So, her team started developing a way to test for lead that would take less time and money than the current method — an expensive, four-hour, in-person exam from a lead risk assessor.
“This is how our government finds lead in people's homes,” Beidinger said. “Children are required at 12 and 24 months to get a lead test. They get a blood draw, it gets tested for lead. When it gets to a certain threshold, according to the CDC, social services kicks in.”
At this point, the health department visits the home for environmental testing and assessment.
“And, as you might imagine, that sounds unethical,” she said. “We're using little children's bodies as divining rods to find lead in our environments.”
Chris Knaub, a global health research associate in the Eck Institute of Global Health, said the motivation behind creating a lead testing kit came from wanting to flip the way people currently test for lead. Rather than finding it in children and then fixing their homes, he said they want to test homes instead so people can prevent themselves from getting lead poisoning completely.
“That's what really hooked me — parents who have no idea they're poisoning their children or their children's being poisoned by their home environment, which is negatively impacting their entire life going forward,” Knaub said. “I really got inspired by the ability for our kit to hopefully interrupt that cycle of poverty, and give people and children more potential in life.”
In houses, lead is most commonly found in soil, paint, dust and water.
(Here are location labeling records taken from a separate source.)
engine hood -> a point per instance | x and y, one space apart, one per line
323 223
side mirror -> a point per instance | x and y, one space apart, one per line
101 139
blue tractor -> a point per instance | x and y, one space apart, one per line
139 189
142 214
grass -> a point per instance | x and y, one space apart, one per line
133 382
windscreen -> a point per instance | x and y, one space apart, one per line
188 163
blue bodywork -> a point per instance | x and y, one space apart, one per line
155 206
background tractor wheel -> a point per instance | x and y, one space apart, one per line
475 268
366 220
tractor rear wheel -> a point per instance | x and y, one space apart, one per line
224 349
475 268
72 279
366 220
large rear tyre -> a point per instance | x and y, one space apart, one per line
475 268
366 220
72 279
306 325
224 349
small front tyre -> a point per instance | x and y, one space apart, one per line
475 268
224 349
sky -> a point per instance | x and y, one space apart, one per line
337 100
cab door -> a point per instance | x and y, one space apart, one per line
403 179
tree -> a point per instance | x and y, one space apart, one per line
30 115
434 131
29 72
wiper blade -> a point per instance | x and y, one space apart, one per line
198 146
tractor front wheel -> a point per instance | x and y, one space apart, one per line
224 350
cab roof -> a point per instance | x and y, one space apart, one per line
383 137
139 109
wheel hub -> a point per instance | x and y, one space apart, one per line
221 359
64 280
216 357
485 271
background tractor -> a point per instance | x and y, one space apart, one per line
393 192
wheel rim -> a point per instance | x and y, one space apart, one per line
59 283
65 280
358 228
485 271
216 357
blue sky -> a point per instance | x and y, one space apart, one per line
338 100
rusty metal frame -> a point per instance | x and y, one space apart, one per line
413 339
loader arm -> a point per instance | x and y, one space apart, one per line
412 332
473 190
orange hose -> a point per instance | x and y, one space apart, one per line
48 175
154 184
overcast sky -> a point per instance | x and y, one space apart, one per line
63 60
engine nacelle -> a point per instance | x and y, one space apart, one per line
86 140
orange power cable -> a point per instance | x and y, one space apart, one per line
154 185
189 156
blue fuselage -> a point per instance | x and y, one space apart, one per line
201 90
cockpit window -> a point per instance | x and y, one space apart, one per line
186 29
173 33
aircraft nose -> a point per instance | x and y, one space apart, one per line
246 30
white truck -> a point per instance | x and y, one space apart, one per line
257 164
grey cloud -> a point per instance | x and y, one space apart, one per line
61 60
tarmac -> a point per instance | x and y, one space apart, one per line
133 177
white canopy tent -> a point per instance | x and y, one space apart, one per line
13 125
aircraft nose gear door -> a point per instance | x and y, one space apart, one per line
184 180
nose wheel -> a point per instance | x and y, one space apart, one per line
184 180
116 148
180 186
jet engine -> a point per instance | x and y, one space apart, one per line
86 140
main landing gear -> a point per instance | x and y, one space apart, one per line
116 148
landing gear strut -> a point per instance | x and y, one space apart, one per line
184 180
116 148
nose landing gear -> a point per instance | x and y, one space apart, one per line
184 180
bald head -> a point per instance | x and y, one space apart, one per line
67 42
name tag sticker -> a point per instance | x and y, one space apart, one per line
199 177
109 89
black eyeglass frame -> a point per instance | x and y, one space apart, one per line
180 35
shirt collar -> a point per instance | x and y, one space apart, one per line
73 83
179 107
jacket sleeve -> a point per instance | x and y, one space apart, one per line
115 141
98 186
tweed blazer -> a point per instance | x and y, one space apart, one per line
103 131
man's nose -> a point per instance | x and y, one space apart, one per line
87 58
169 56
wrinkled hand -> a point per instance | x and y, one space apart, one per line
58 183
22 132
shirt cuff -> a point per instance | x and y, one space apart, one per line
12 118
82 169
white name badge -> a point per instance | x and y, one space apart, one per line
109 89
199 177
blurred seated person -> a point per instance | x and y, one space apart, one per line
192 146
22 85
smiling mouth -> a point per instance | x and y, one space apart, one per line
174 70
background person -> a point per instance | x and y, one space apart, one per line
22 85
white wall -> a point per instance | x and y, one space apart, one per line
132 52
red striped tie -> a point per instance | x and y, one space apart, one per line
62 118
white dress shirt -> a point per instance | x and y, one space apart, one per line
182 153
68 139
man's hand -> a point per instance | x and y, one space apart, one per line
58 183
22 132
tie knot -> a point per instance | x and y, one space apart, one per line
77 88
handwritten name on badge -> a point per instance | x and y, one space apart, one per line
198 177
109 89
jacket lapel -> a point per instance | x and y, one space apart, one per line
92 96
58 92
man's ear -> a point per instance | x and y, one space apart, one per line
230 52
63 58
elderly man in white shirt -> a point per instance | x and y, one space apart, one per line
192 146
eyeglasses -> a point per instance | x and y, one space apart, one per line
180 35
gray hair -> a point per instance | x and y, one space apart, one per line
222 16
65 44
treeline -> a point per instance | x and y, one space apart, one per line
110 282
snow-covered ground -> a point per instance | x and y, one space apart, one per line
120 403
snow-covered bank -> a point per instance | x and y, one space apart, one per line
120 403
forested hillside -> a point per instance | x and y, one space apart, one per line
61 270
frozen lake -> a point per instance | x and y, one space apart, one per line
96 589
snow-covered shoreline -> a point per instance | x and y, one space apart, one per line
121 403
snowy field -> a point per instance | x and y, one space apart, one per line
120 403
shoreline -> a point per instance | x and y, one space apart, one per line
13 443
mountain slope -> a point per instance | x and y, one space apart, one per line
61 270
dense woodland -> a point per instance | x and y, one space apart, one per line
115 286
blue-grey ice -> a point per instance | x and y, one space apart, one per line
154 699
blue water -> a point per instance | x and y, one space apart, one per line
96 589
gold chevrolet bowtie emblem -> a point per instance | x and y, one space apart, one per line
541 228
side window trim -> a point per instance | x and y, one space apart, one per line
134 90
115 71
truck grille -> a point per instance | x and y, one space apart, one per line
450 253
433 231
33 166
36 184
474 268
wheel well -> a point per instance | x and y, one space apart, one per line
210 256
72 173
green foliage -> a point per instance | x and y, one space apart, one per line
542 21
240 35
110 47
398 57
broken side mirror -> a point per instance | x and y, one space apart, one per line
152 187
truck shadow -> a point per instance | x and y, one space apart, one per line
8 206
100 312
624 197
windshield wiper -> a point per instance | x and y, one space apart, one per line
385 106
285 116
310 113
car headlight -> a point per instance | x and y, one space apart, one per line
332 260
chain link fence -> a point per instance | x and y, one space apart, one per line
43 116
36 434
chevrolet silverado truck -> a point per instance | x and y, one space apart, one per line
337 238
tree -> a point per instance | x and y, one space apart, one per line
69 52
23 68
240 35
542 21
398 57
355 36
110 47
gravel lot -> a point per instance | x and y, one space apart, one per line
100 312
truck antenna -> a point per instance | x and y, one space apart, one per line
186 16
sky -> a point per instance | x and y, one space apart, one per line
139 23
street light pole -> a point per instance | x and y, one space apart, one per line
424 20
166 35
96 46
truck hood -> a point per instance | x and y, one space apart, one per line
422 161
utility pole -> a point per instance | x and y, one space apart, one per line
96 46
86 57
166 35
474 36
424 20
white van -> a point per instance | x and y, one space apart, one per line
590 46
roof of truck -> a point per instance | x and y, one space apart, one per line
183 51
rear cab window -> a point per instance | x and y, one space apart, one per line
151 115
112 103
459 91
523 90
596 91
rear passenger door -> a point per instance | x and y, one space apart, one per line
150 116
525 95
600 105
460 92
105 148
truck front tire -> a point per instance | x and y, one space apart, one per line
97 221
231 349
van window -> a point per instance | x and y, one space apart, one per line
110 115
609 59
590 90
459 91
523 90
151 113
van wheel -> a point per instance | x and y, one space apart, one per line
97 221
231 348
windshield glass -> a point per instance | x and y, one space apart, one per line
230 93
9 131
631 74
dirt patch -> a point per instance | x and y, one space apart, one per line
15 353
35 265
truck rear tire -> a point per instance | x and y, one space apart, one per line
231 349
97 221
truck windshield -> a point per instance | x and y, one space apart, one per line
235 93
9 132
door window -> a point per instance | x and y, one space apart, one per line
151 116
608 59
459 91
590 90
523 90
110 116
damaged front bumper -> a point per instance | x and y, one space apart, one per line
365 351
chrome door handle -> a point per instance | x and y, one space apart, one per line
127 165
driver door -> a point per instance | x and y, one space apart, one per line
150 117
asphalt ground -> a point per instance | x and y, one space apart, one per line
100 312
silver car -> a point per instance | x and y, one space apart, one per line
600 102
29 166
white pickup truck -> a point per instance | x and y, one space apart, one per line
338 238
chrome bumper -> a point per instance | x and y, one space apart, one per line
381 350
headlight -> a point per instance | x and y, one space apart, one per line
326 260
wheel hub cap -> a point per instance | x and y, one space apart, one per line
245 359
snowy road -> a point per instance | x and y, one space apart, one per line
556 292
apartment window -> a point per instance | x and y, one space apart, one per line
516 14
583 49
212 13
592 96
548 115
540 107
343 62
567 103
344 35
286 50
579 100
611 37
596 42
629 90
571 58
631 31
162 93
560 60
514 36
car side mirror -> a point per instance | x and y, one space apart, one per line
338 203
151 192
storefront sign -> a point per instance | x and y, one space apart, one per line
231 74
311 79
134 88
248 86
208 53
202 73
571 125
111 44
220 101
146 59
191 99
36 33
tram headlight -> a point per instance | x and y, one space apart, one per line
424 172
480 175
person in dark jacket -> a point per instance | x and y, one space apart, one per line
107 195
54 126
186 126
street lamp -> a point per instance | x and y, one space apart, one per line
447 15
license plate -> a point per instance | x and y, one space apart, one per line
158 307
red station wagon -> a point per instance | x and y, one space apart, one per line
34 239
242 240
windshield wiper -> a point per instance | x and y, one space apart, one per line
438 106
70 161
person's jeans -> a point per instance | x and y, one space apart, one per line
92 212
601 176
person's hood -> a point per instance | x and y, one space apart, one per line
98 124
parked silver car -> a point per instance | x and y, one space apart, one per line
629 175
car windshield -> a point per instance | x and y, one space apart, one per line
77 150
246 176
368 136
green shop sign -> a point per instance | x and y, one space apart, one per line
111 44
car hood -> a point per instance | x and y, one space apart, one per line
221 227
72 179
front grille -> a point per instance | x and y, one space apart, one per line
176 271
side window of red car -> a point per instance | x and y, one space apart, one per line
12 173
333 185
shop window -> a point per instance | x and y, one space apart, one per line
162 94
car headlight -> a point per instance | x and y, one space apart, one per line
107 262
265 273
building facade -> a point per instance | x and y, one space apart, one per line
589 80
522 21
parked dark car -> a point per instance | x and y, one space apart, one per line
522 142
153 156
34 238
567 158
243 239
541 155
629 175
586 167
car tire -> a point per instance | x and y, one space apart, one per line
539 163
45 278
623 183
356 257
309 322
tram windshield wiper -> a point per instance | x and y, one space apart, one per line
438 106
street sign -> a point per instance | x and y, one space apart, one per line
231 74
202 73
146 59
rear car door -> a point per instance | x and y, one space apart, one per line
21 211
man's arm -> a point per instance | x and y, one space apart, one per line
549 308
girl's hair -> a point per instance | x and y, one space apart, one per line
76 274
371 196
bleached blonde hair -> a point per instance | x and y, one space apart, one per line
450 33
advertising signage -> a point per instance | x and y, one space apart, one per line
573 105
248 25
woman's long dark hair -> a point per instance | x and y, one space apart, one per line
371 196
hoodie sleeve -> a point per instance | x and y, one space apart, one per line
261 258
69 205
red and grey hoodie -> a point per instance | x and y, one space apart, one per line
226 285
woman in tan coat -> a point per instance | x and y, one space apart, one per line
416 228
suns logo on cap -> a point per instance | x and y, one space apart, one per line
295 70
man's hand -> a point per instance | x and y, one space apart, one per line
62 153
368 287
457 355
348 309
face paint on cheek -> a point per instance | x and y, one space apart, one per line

The original kit the team came up with included a series of bags, but they wanted to create something more attractive and official to encourage people to use the product, he said.
Even now, Knaub said, they are working on a new version of the kit, which will be shippable. A Housing and Urban Development (HUD) grant has made more innovation possible, he said.
Anyone can request the current iteration of the kit for free on NDLIT’s website.
Meghanne Tighe, a fourth-year graduate student, said she has been involved with NDLIT since its creation and has played a major role in discovering ways to make the kit easily testable.
“We send out hundreds of these kits a year. It's a ton of samples to be analyzed by one person,” Tighe said. “So I built an automated system that can analyze the samples kind of on their own — now an analyst just has to go and set it up.”
Tighe has also worked on improving the current kit. Using techniques she found in a Brita filter, she was able to create a simple and accurate way to test for lead in water samples.
Tighe said she is quite excited for the next iteration of the kit, which will include the water test in an effort to get a more complete picture of potential lead hotspots.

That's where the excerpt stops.